Tuesday 13 June, 2006

Titus Alone by Mervyn Peake

And so I've come to the last of Mervyn Peake's Gormenghast novels, Titus Alone. In the end of previous book Titus leaves Gormenghast to find himself, and in this book he meets a lot of people on his journey while still being quite alone. It all starts in a very intriguing way when Titus stumbles into a nameless city - but unlike age old Gormenghast, this is a modern city with cars and planes and skyscrapers. In fact for a while the book changes genre altogether: it becomes dystopic science fiction with it's floating surveillance devices and a twisted dark underground world.

The book is very episodic - Titus moves from place to place, from person to another, from lover to hater. He doesn't make friends but evokes strong emotions - maybe it's the way he keeps telling everyone that he's the 77th Lord of Gormenghast which kind of alienates them. Or makes them fall in love (or in lust) with him. Most of the time he's acting like a 5 year old, and you just want to slap some sense into him - but in many ways he is very young and very immature because of the way he's been brought up in Gormenghast.
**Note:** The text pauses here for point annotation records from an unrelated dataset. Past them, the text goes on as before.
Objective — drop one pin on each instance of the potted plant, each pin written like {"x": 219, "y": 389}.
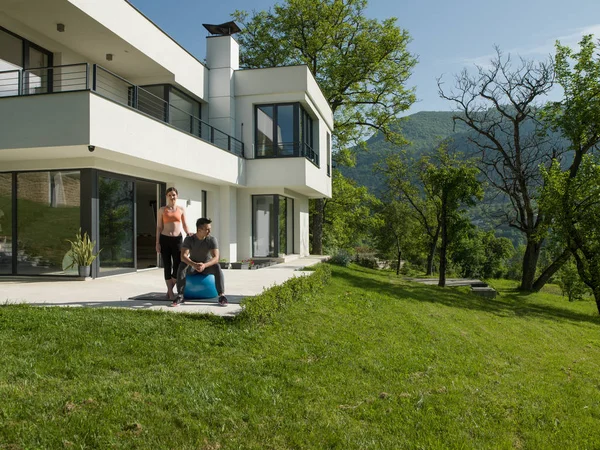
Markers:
{"x": 82, "y": 253}
{"x": 247, "y": 263}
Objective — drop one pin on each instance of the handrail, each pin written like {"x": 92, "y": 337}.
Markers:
{"x": 51, "y": 79}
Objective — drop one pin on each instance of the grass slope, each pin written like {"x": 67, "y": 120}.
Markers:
{"x": 373, "y": 362}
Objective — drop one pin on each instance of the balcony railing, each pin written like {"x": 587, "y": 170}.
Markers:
{"x": 287, "y": 149}
{"x": 79, "y": 77}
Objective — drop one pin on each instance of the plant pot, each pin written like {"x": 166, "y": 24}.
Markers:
{"x": 84, "y": 271}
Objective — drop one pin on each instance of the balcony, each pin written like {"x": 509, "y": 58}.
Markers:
{"x": 83, "y": 77}
{"x": 287, "y": 150}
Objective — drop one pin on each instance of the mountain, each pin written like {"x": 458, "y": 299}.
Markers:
{"x": 424, "y": 131}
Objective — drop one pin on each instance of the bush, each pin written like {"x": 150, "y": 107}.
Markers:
{"x": 570, "y": 283}
{"x": 263, "y": 307}
{"x": 341, "y": 258}
{"x": 368, "y": 261}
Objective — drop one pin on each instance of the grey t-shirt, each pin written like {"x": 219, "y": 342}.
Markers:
{"x": 200, "y": 249}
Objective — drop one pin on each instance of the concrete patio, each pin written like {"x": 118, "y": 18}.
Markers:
{"x": 123, "y": 291}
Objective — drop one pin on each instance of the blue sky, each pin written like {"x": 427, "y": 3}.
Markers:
{"x": 447, "y": 35}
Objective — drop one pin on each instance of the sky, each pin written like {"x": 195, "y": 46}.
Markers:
{"x": 447, "y": 36}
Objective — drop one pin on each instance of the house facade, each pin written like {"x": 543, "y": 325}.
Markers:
{"x": 101, "y": 111}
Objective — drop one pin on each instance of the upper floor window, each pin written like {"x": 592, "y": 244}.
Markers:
{"x": 17, "y": 53}
{"x": 171, "y": 105}
{"x": 284, "y": 130}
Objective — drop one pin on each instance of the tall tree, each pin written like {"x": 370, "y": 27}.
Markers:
{"x": 406, "y": 184}
{"x": 348, "y": 214}
{"x": 396, "y": 232}
{"x": 501, "y": 103}
{"x": 573, "y": 195}
{"x": 362, "y": 66}
{"x": 453, "y": 184}
{"x": 573, "y": 203}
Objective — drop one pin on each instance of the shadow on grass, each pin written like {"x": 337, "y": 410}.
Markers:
{"x": 510, "y": 303}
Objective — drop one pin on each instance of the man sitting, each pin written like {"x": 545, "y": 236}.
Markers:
{"x": 200, "y": 254}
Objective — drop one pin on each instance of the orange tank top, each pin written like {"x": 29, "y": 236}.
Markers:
{"x": 171, "y": 216}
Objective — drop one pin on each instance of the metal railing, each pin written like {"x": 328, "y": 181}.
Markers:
{"x": 287, "y": 149}
{"x": 80, "y": 77}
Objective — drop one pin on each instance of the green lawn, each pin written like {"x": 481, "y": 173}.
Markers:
{"x": 372, "y": 362}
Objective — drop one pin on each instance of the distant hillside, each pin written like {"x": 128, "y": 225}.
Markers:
{"x": 424, "y": 130}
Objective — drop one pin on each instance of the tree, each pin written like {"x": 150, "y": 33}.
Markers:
{"x": 348, "y": 214}
{"x": 405, "y": 184}
{"x": 501, "y": 105}
{"x": 453, "y": 184}
{"x": 361, "y": 65}
{"x": 396, "y": 233}
{"x": 478, "y": 253}
{"x": 573, "y": 204}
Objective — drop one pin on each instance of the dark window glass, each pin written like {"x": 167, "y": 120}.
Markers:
{"x": 285, "y": 130}
{"x": 264, "y": 131}
{"x": 48, "y": 214}
{"x": 151, "y": 100}
{"x": 116, "y": 200}
{"x": 6, "y": 223}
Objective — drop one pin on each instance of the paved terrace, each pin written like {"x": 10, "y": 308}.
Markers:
{"x": 147, "y": 290}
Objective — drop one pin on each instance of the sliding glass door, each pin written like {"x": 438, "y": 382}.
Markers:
{"x": 272, "y": 225}
{"x": 116, "y": 224}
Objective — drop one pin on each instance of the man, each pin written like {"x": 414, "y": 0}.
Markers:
{"x": 200, "y": 254}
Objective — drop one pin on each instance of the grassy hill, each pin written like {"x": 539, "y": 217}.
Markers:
{"x": 371, "y": 362}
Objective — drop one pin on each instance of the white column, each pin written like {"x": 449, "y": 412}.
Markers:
{"x": 228, "y": 223}
{"x": 222, "y": 58}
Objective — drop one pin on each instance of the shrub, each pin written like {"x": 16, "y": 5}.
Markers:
{"x": 570, "y": 283}
{"x": 263, "y": 307}
{"x": 341, "y": 258}
{"x": 368, "y": 261}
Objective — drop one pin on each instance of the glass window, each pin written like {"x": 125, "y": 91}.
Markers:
{"x": 11, "y": 58}
{"x": 116, "y": 233}
{"x": 285, "y": 130}
{"x": 264, "y": 131}
{"x": 273, "y": 230}
{"x": 6, "y": 223}
{"x": 36, "y": 78}
{"x": 152, "y": 101}
{"x": 184, "y": 112}
{"x": 48, "y": 214}
{"x": 264, "y": 231}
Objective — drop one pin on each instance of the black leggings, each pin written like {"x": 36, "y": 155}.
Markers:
{"x": 170, "y": 251}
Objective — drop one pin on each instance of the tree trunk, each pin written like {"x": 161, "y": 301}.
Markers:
{"x": 597, "y": 298}
{"x": 431, "y": 255}
{"x": 318, "y": 226}
{"x": 530, "y": 259}
{"x": 443, "y": 246}
{"x": 551, "y": 270}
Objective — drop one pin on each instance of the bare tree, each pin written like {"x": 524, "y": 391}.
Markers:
{"x": 501, "y": 104}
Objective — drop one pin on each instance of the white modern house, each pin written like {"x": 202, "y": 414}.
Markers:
{"x": 101, "y": 111}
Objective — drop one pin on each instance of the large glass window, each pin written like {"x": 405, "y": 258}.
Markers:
{"x": 265, "y": 131}
{"x": 11, "y": 58}
{"x": 284, "y": 130}
{"x": 116, "y": 228}
{"x": 6, "y": 223}
{"x": 48, "y": 213}
{"x": 272, "y": 225}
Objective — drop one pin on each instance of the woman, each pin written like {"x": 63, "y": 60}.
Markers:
{"x": 170, "y": 222}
It's not a very good book. It's important part of the Gormenghast trilogy, but it's not a polished or well planned or whole as the other two books. And although Peake always planned to write a fourth book (so that the whole story arc would take Titus from cradle to grave) this book had a wholesome ending to the saga. There are many parts of the book that I thought were unnecessary or shoddy, but then those gems, oh those moments where Peake gives his all, they make it all worth it.